• A total of £45 billion has now been withdrawn flexibly from pensions since the retirement freedoms were introduced in April 2015 (https://www.gov.uk/government/statistics/flexible-payments-from-pensions/flexible-payments-from-pensions)
• While during the lockdown-induced market sell-off in 2020 savers took less out of their pensions, the latest figures point to a return to ‘normal’ withdrawal patterns
• Average withdrawals per person were roughly £6,800 in the first quarter of 2021, 4% lower than a year earlier
• The second quarter of 2021 will almost certainly see a spike in withdrawals as savers take advantage of a fresh set of tax allowances
• Government urged to revisit ‘draconian’ money purchase annual allowance (MPAA)
Tom Selby, senior analyst at AJ Bell, comments: “2020 was the most challenging year many of us have faced as Coronavirus and the subsequent lockdown fundamentally altered our lives.

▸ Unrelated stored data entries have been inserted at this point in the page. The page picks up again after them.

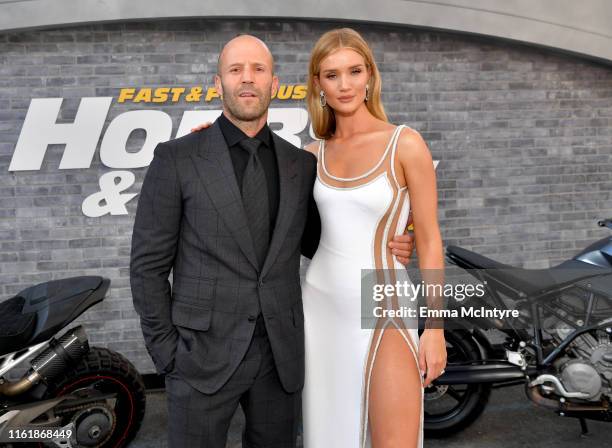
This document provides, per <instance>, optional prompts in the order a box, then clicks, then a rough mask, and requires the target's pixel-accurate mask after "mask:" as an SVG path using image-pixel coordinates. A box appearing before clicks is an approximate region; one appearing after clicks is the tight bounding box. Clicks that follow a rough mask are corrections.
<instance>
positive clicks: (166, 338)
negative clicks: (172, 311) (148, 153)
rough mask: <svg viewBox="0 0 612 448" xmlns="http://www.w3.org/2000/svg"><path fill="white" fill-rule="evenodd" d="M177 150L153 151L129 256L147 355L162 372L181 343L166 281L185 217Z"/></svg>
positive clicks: (159, 144)
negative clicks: (175, 154)
mask: <svg viewBox="0 0 612 448" xmlns="http://www.w3.org/2000/svg"><path fill="white" fill-rule="evenodd" d="M173 149H174V148H172V147H171V146H170V144H168V143H160V144H158V145H157V147H156V148H155V151H154V157H153V161H152V162H151V165H150V166H149V170H148V171H147V174H146V176H145V179H144V181H143V184H142V189H141V192H140V198H139V200H138V207H137V211H136V219H135V222H134V230H133V233H132V250H131V257H130V285H131V289H132V298H133V301H134V308H135V309H136V312H137V313H138V314H139V316H140V324H141V327H142V332H143V336H144V340H145V344H146V347H147V351H148V352H149V354H150V355H151V358H152V359H153V363H154V364H155V367H156V369H157V371H158V373H160V374H163V373H167V372H169V371H170V370H172V367H173V365H174V353H175V351H176V344H177V341H178V332H177V330H176V328H175V327H174V325H173V324H172V317H171V308H170V306H171V292H170V282H169V281H168V276H169V274H170V270H171V269H172V266H173V264H174V258H175V255H176V251H177V244H178V238H179V234H180V227H181V216H182V198H181V190H180V183H179V179H178V174H177V169H176V161H175V159H174V157H173V151H172V150H173Z"/></svg>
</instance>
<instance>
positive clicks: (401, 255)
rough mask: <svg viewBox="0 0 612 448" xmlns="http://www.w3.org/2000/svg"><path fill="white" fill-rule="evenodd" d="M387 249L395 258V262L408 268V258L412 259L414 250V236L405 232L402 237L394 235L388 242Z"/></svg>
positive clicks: (412, 234) (399, 235) (402, 235)
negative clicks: (400, 263) (388, 249)
mask: <svg viewBox="0 0 612 448" xmlns="http://www.w3.org/2000/svg"><path fill="white" fill-rule="evenodd" d="M389 248H390V249H391V253H392V254H393V255H395V258H397V261H399V262H400V263H402V264H403V265H404V266H408V263H410V257H412V251H413V250H414V234H412V233H408V231H406V233H404V234H403V235H395V236H394V237H393V239H392V240H391V241H389Z"/></svg>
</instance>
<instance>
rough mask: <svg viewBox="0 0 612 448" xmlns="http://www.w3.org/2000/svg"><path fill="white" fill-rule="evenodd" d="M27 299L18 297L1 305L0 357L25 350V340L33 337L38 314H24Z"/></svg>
mask: <svg viewBox="0 0 612 448" xmlns="http://www.w3.org/2000/svg"><path fill="white" fill-rule="evenodd" d="M24 304H25V299H24V298H23V297H22V296H20V295H17V296H15V297H12V298H10V299H8V300H5V301H4V302H2V303H0V316H1V317H2V325H1V326H0V356H1V355H5V354H7V353H11V352H14V351H16V350H19V349H20V348H23V340H24V339H28V338H30V337H31V336H32V333H33V332H34V328H35V326H36V313H25V314H24V313H23V312H22V311H23V306H24Z"/></svg>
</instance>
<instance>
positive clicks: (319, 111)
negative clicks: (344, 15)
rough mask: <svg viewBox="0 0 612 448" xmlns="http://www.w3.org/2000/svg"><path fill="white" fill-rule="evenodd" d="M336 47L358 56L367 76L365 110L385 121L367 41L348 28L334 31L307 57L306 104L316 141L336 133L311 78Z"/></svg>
mask: <svg viewBox="0 0 612 448" xmlns="http://www.w3.org/2000/svg"><path fill="white" fill-rule="evenodd" d="M340 48H350V49H351V50H354V51H356V52H357V53H359V54H360V55H361V56H362V57H363V59H364V61H365V64H366V68H367V69H368V71H369V73H370V81H369V82H368V101H367V102H366V107H367V108H368V110H369V111H370V113H371V114H372V115H374V116H375V117H376V118H379V119H381V120H384V121H388V119H387V114H385V109H384V107H383V105H382V101H381V99H380V91H381V80H380V72H379V71H378V67H377V66H376V62H374V55H373V54H372V50H371V48H370V47H369V45H368V44H367V42H366V41H365V40H364V39H363V37H361V35H360V34H359V33H358V32H357V31H355V30H354V29H352V28H337V29H334V30H331V31H328V32H326V33H325V34H323V35H322V36H321V37H320V38H319V40H318V41H317V43H316V44H315V46H314V48H313V49H312V53H311V54H310V62H309V64H308V93H307V96H306V104H307V107H308V113H309V114H310V120H311V122H312V128H313V130H314V133H315V136H316V137H317V138H324V139H328V138H330V137H331V136H332V135H333V134H334V132H335V131H336V118H335V116H334V111H333V110H331V108H330V107H329V106H327V107H321V102H320V99H319V95H320V89H317V87H316V85H315V81H314V80H315V77H318V76H319V74H320V71H321V61H322V60H323V59H325V58H326V57H327V56H329V55H330V54H331V53H333V52H334V51H336V50H339V49H340Z"/></svg>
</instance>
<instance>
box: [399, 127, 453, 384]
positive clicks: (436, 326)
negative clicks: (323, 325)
mask: <svg viewBox="0 0 612 448" xmlns="http://www.w3.org/2000/svg"><path fill="white" fill-rule="evenodd" d="M398 159H399V163H400V166H401V171H402V173H401V176H403V179H404V181H405V183H406V185H407V187H408V193H409V195H410V203H411V209H412V220H413V224H414V235H415V241H416V249H417V255H418V259H419V269H420V271H421V275H422V277H423V281H424V283H425V285H440V286H441V287H443V283H444V254H443V249H442V237H441V236H440V227H439V225H438V192H437V187H436V173H435V170H434V166H433V160H432V157H431V153H430V152H429V148H428V147H427V144H426V143H425V141H424V140H423V138H422V137H421V135H420V134H419V133H418V132H416V131H414V130H412V129H408V130H406V131H402V133H401V135H400V138H399V146H398ZM398 177H399V176H398ZM400 178H401V177H400ZM441 289H442V288H441ZM442 301H443V297H442V296H436V295H435V294H434V295H428V297H427V307H428V309H441V308H442V305H443V303H442ZM445 365H446V342H445V341H444V329H443V326H442V321H441V320H437V319H428V320H427V321H426V329H425V331H424V332H423V334H422V336H421V339H420V342H419V368H420V369H421V372H422V374H423V373H424V372H427V377H426V379H425V381H424V386H425V387H427V386H428V385H429V384H430V383H431V382H432V381H433V380H434V379H435V378H437V377H438V376H439V375H440V374H441V371H442V370H443V369H444V367H445Z"/></svg>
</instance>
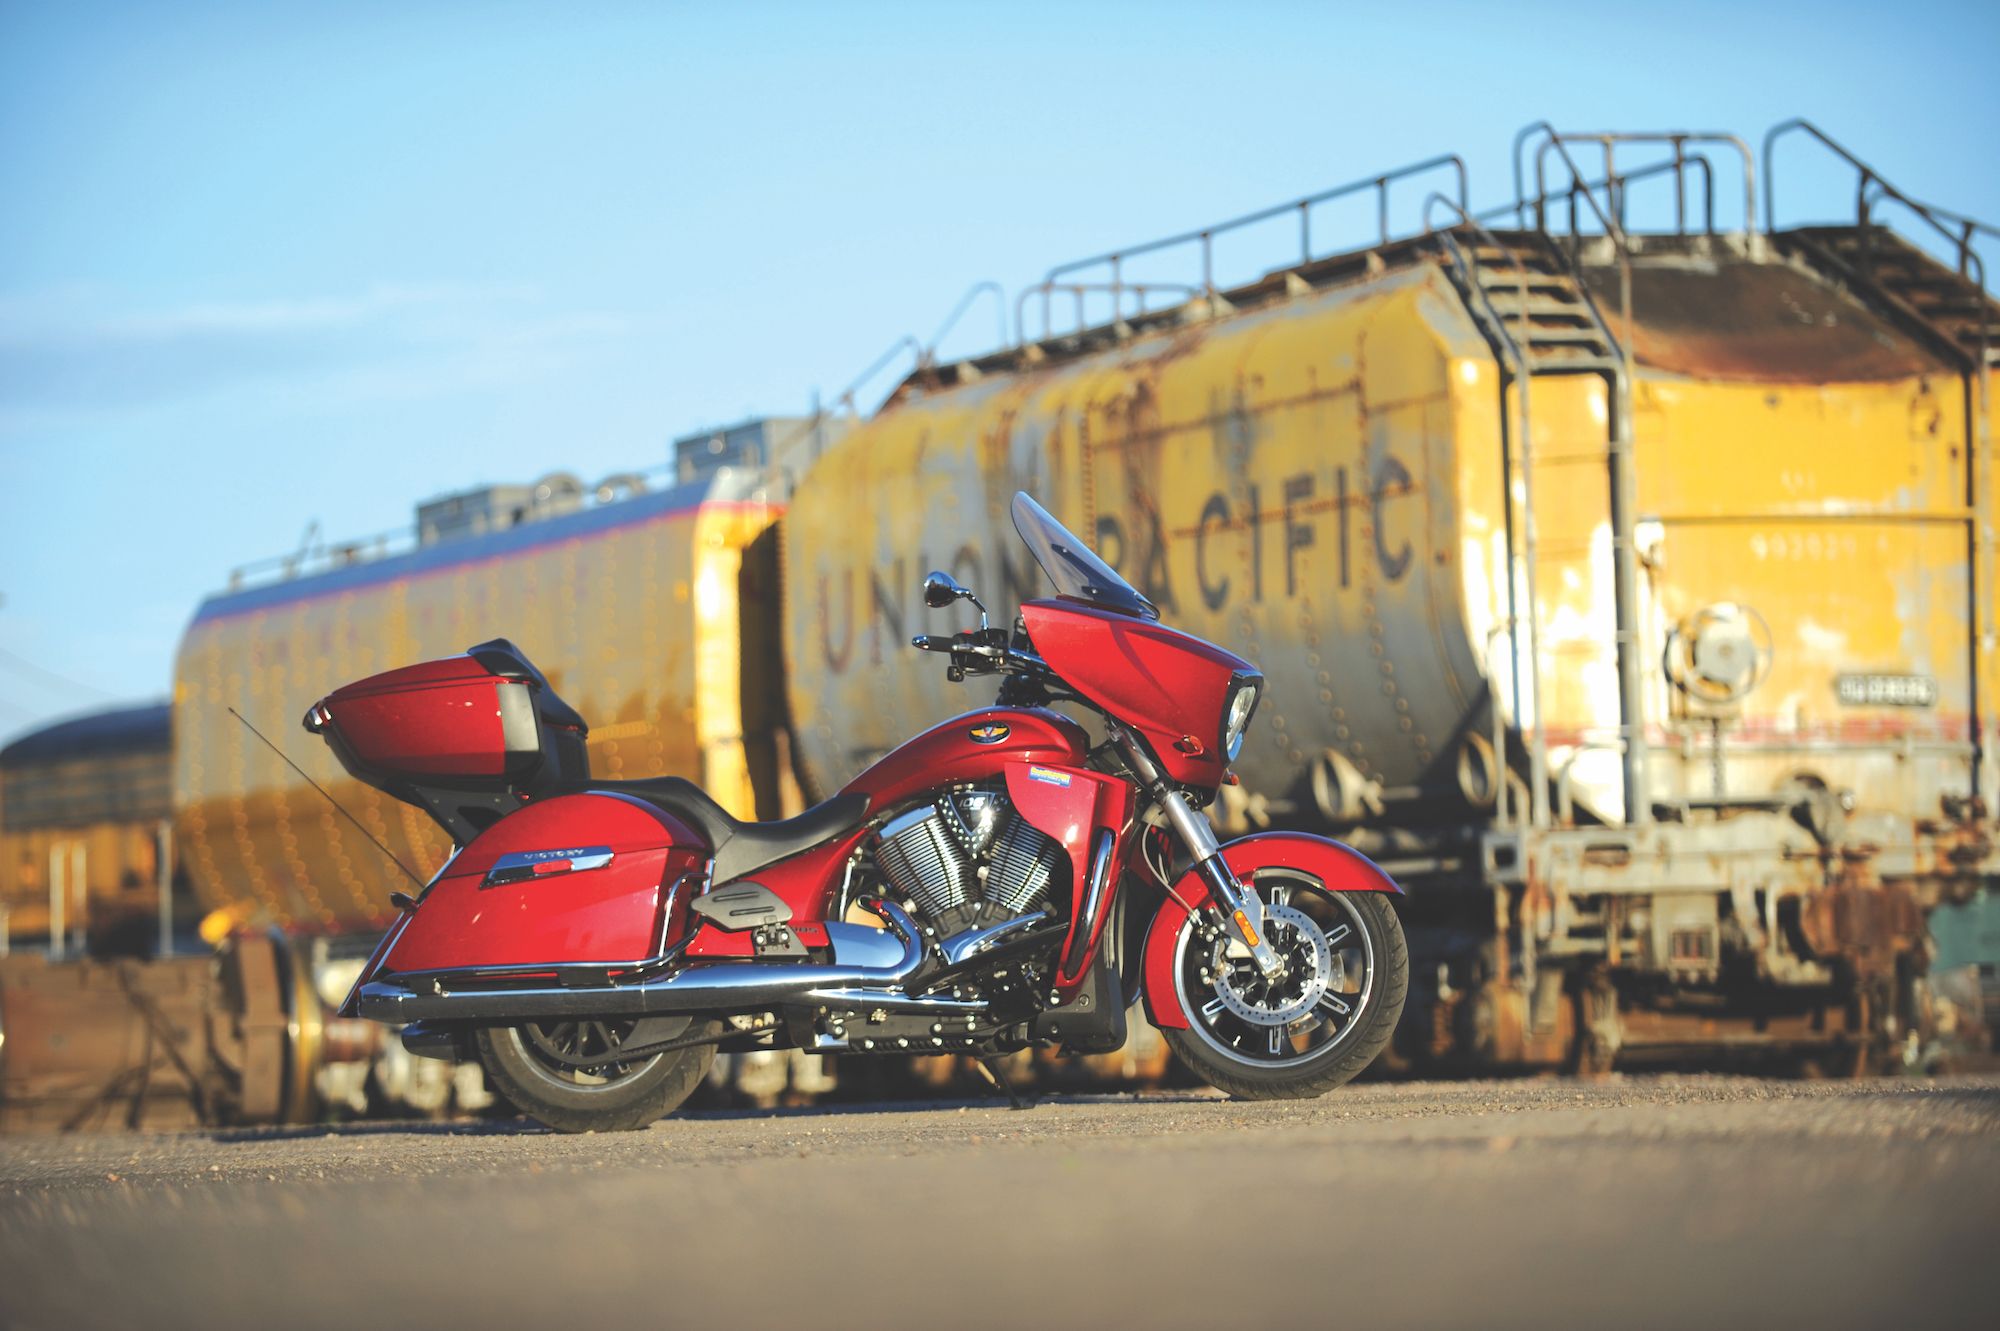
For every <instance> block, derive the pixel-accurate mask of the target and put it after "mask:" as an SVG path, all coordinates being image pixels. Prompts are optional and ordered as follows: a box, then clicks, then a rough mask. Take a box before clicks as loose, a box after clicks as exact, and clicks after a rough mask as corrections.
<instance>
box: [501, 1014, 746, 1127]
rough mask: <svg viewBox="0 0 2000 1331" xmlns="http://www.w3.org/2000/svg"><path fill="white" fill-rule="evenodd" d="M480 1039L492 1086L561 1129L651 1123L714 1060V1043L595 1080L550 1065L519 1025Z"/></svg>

“That 12-month period also presented a huge test for retirement investors, with markets in freefall in March and April and millions facing tough choices about whether to tighten their belts to ensure their plans remained on track.
“With 2020 now thankfully behind us, pension withdrawal patterns appear to be returning to what we saw before the pandemic struck. This likely reflects increased consumer confidence as society gradually opens up, the success of the vaccine programme and a rally in investments since April last year.
“Even in this sun-soaked, ebullient mood, those accessing their pension flexibly need to think carefully both about how their retirement pot is invested and the sustainability of their withdrawal plan.”
Why the MPAA needs to be revisited
“The second quarter of 2021 will almost certainly see a sharp increase in withdrawals, as was the case in each year before the pandemic hit, as savers take advantage of a new set of tax allowances.
“Anyone accessing taxable income from their pension needs to be aware of the impact of the money purchase annual allowance (MPAA), which reduces the amount you can save in a pension each year from £40,000 to just £4,000.
“This draconian cut will leave many who have accessed their pension during a time of extreme financial distress – either for themselves or loved ones – severely hampered in their ability to rebuild their retirement pot post-lockdown.
“At the very least the MPAA needs to be increased back to £10,000, but if the Government really wants to send a pro-saving message it should scrap the MPAA altogether.”